BACKGROUND
[0001] The present disclosure relates to fire suppression systems, and in particular, to
fire extinguisher vessels.
[0002] Aircraft fire suppression systems incorporate pressurized fire extinguisher vessels
containing fire extinguishing agent. The fire extinguisher vessels are installed into
the cargo bay or the engine/APU areas of the aircraft. Current fire suppression systems
on aircraft use Halon as the fire extinguishing agent, and therefore the fire extinguisher
vessels are built to accommodate Halon. Because Halon is a very efficient fire extinguishing
agent, less Halon is required to extinguish a fire than other less efficient fire
extinguishing agents. As a result, current fire extinguisher vessels on aircraft may
not be capable of incorporating sufficient fire extinguishing agents other than Halon.
SUMMARY
[0003] A fire extinguisher vessel includes a hollow body made of stainless steel, a fill
port attached to a first end of the body, a discharge outlet attached to a second
end of the body, a mechanical attachment lug connected to the body between the first
end of the body and the second end of the body, a pressure switch attached to the
body between the mechanical attachment lug and the discharge outlet, and a wrap covering
the body. The wrap is flush with the fill port, the discharge outlet, the mechanical
attachment lug, and the pressure switch.
[0004] A fire extinguisher vessel includes a hollow body made of stainless steel, a fill
port attached to a first end of the body, a discharge outlet attached to a second
end of the body, a mechanical attachment lug attached to the body between the first
end of the body and the second end of the body, a pressure switch attached to the
body between the mechanical attachment lug and the discharge outlet, and a wrap covering
the body. The wrap comprises high strength fiberglass. The fire extinguisher vessel
has an agent fill density of at least about 0.026 pounds per cubic inch.

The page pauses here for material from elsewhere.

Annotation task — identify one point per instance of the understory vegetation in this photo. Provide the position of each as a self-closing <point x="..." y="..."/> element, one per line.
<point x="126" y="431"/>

[0005] A method of retrofitting a fire extinguisher vessel includes removing a fire extinguisher
vessel from a location on an aircraft. The fire extinguisher vessel includes a hollow
body made of stainless steel, a fill port attached to a first end of the body, a discharge
outlet attached to a second end of the body, a mechanical attachment lug attached
to the body between the first end of the body and the second end of the body, and
a pressure switch attached to the body between the mechanical attachment lug and the
discharge outlet. The method further includes wrapping a high strength fiberglass
wrap around the body and reinstalling the fire extinguisher vessel into the location
on the aircraft.
BRIEF DESCRIPTION OF THE DRAWINGS
[0006] FIG. 1 is an isometric view of a fire extinguisher vessel.
DETAILED DESCRIPTION
[0007] In general, the present disclosure describes a fire extinguisher vessel for an aircraft
that has been retrofitted with a wrap comprising high strength fiberglass, such as
carbon fiber nano-tube, in order to increase the agent fill density of the fire extinguisher
vessel such that the fire extinguisher vessel is capable of containing a higher volume
of fire extinguishing agent. The wrap surrounds the appendages of the fire extinguisher
vessel such that the wrap is flush with the appendages. The retrofitted vessel is
capable of being reinstalled in the same place on the aircraft from which it was removed
prior to being fitted with the wrap.
[0008] FIG. 1 is an isometric view of fire extinguisher vessel 10. Fire extinguisher vessel
10 includes body 12, fill port 14, discharge outlets 16, mechanical attachment lugs
18, pressure switch 20, and wrap 22.
[0009] Fire extinguisher vessel 10 has hollow spherical body 12. Body 12 is a stainless
steel container. Body 12 may be made of a nitrogen strengthened stainless steel alloy
such as Nitronic 40, or any other suitable stainless steel. In alternate embodiments,
body 12 may be an elongated sphere, cylinder with rounded edges, or any other suitable
shape. Fill port 14 is attached to an exterior surface of body 12 at a first end of
body 12. Discharge outlets 16 are attached to the exterior surface of body 12 at a
second end of body 12. In this embodiment, fire extinguisher vessel 10 has three discharge
outlets 16. In alternate embodiments, fire extinguisher vessel 10 may have more or
less than three discharge outlets 16. Mechanical attachment lugs 18 are connected
to the exterior surface body 12 between the first end of body 12 and the second end
of body 12. Mechanical attachment lugs 18 are spaced from one another along a circumference
of body 12. In this embodiment, fire extinguisher vessel 10 includes three mechanical
attachment lugs 18. In alternate embodiments, fire extinguisher vessel 10 may have
more or less than three mechanical attachment lugs 18. Mechanical attachment lugs
18 may be U-channel lugs or any other suitable mechanical attachment lugs. Pressure
switch 20 is attached to the exterior surface of body 12 between discharge outlets
16 and mechanical attachment lugs 18.
[0010] Wrap 22 is positioned on the exterior surface of body 12 such that it covers the
exterior surface of body 12. Wrap 22 is flush with fill port 14, discharge outlets
16, mechanical attachment lugs 18, and pressure switch 20. As such, wrap 22 completely
surrounds fill port 14, discharge outlets 16, mechanical attachment lugs 18, and pressure
switch 20 with no spaces existing between wrap 22 and a base of fill port 14, wrap
22 and bases of discharge outlets 16, wrap 22 and bases of mechanical attachment lugs
18, or wrap 22 and a base of pressure switch 20. Wrap 22 is made up of a high strength
fiberglass material such as carbon fiber nano-tubes or carbon fiber reinforced fiberglass.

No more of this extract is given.